Bertholet’s Pipit on Gran Canaria
Clear skies, winding roads, sea spray; what’s not to like? We’re driving on the GC-200 through Parque Natural Tamadaba on Gran Canaria. It’s a road which is regularly in lists of the greatest roads on Earth. It looks astonishing, although you can see far less of it when you’re driving around all those cliff-top hairpin bends.
Having said how beautiful it is, if they tried to build it now it would be such a feat of environmental vandalism. We stop to admire the view and see tall, spiky cactus-like Euphorbias. These are Euphorbia canariensis and live on the narrow coastal belt. It’s the plant symbol of Gran Canaria.
There’s a Pipit calling near the car. It’s just like all the other pipits I’ve seen; brown, speckled, lean, active.
I do I quick search and come back with Berthelot’s Pipit, the endemic species of Gran Canaria. Anthus bertholotii. It’s a relative of the Tawny Pipit, which I’ve never seen.
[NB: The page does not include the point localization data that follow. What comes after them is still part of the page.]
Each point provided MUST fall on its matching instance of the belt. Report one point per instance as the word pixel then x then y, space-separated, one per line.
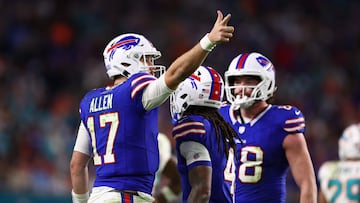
pixel 131 192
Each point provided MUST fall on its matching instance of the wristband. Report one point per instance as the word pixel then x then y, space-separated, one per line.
pixel 168 194
pixel 206 44
pixel 79 198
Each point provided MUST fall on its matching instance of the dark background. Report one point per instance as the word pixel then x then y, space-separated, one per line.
pixel 51 54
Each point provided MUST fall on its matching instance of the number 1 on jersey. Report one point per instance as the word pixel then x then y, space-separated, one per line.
pixel 113 120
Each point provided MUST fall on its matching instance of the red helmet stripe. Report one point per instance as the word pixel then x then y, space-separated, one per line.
pixel 215 93
pixel 120 44
pixel 242 60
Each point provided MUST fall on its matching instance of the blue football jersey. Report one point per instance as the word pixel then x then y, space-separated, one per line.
pixel 123 135
pixel 262 168
pixel 198 129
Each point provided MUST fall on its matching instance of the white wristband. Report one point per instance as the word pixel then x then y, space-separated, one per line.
pixel 168 194
pixel 79 198
pixel 206 44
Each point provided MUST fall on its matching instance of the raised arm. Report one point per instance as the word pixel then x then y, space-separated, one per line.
pixel 187 63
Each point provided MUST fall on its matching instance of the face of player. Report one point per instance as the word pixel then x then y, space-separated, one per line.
pixel 149 62
pixel 245 85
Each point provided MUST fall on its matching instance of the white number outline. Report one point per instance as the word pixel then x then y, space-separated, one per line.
pixel 229 171
pixel 113 120
pixel 245 163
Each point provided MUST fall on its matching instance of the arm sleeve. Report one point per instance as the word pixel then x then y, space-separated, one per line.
pixel 82 143
pixel 194 151
pixel 156 93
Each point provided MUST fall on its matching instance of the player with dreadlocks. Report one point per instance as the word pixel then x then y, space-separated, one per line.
pixel 204 141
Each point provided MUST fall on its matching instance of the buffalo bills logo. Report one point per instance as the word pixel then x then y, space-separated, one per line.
pixel 125 43
pixel 264 62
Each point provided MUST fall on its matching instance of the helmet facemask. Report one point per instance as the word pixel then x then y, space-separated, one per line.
pixel 203 88
pixel 126 55
pixel 262 91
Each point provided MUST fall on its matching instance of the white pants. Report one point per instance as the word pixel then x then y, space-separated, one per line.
pixel 109 195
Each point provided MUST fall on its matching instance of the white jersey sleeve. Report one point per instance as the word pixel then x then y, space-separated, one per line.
pixel 156 93
pixel 82 143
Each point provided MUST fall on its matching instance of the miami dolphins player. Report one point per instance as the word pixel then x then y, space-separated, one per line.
pixel 340 180
pixel 272 135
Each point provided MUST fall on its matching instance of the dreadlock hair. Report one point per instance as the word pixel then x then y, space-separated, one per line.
pixel 221 126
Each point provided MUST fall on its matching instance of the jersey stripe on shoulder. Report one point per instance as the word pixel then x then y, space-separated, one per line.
pixel 183 129
pixel 140 83
pixel 294 125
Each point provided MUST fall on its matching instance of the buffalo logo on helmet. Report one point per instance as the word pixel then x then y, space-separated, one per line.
pixel 263 61
pixel 125 43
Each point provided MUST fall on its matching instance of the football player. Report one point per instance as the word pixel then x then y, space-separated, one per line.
pixel 119 124
pixel 204 141
pixel 272 136
pixel 340 180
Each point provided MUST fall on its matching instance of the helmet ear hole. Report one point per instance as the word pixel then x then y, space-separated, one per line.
pixel 125 64
pixel 203 88
pixel 122 56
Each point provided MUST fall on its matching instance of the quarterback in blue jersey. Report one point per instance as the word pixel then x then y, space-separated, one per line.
pixel 205 143
pixel 119 125
pixel 272 136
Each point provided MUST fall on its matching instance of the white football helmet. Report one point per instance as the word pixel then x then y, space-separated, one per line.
pixel 349 143
pixel 204 87
pixel 123 55
pixel 250 64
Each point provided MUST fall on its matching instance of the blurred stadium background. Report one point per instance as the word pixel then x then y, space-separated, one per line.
pixel 51 54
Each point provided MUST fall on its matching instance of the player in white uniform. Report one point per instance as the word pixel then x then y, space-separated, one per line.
pixel 340 180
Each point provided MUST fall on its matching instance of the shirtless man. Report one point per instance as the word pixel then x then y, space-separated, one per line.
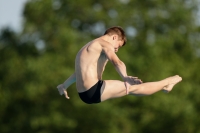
pixel 89 66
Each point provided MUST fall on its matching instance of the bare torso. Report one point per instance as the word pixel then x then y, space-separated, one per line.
pixel 89 65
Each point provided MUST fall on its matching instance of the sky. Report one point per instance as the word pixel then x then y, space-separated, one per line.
pixel 11 14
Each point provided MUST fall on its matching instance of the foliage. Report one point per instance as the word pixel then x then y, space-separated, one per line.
pixel 163 40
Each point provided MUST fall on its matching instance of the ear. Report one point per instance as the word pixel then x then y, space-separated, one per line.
pixel 114 37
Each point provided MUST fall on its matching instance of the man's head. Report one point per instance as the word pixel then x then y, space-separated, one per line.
pixel 116 30
pixel 117 37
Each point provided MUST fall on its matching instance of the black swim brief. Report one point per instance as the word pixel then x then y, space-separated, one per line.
pixel 93 95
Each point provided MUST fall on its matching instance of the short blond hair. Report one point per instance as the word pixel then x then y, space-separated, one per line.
pixel 116 30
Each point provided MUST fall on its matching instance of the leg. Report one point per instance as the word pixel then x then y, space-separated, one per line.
pixel 115 88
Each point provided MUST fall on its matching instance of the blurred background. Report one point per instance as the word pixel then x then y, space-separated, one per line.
pixel 38 43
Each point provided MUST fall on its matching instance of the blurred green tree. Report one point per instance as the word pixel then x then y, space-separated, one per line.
pixel 163 40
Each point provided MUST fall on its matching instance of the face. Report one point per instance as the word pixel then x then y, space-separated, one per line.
pixel 117 43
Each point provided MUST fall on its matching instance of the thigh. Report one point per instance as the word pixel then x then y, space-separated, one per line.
pixel 112 89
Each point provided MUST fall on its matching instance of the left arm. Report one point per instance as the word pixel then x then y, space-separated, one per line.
pixel 62 87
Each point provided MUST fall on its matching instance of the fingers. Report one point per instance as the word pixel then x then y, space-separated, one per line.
pixel 127 85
My book says: “Prefers semi-desert stony plains with scattered Euphorbia bushes at low and mid-altitude.” That sounds about right.
Their colonisation of the Canary Islands is quite recent in evolutionary terms: just 2.5 million years ago.
It’s so beautiful I’d love to get some better photographs of it. Maybe in the next couple of days I will.